Citation
Abdullah, Zalizawati
(2021)
Processing and control strategies for the improvement of spray-dried coconut milk quality.
Doctoral thesis, Universiti Putra Malaysia.
Abstract
Spray drying of liquid containing hydrophobic material such as coconut milk fats
depends entirely on its feed formulation and process operating conditions. Good
encapsulation of fats can only be achieved by spray drying of a stable emulsion.

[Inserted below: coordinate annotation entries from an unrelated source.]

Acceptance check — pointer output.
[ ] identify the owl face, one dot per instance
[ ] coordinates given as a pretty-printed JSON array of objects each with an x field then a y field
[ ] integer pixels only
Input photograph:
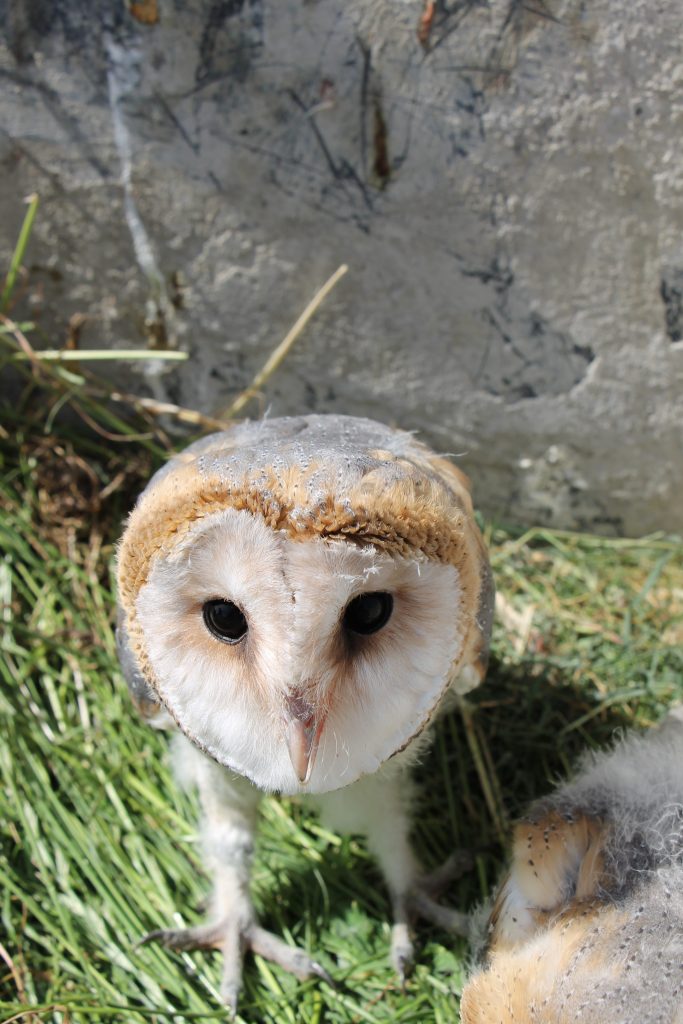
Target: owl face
[{"x": 300, "y": 664}]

However, an excessive amount of additives is usually used to stabilize the emulsion
without considering the natural quality of coconut milk. The main goal of this
research is to propose process and control strategies for the improvement of the
quality of spray-dried coconut milk by minimizing the use of additives. In order to
achieve this goal, the effect of feed formulation and inlet drying temperature on the
spray dried powder is evaluated. It also focuses on maintaining product quality by
the application of a nonlinear model-based inferential control strategy.
Different sonication amplitude setting (60, 80 and 100%) and sodium caseinate (SC)
concentration (0 to 2% w/w) were used in the emulsification process to evaluate the
effects on the degree of stability of the emulsion. The effect of sodium caseinate
concentrations and drying temperatures (140, 160 and 180ºC) to spray dried coconut
milk was assessed based on the physical and functional properties of the powder.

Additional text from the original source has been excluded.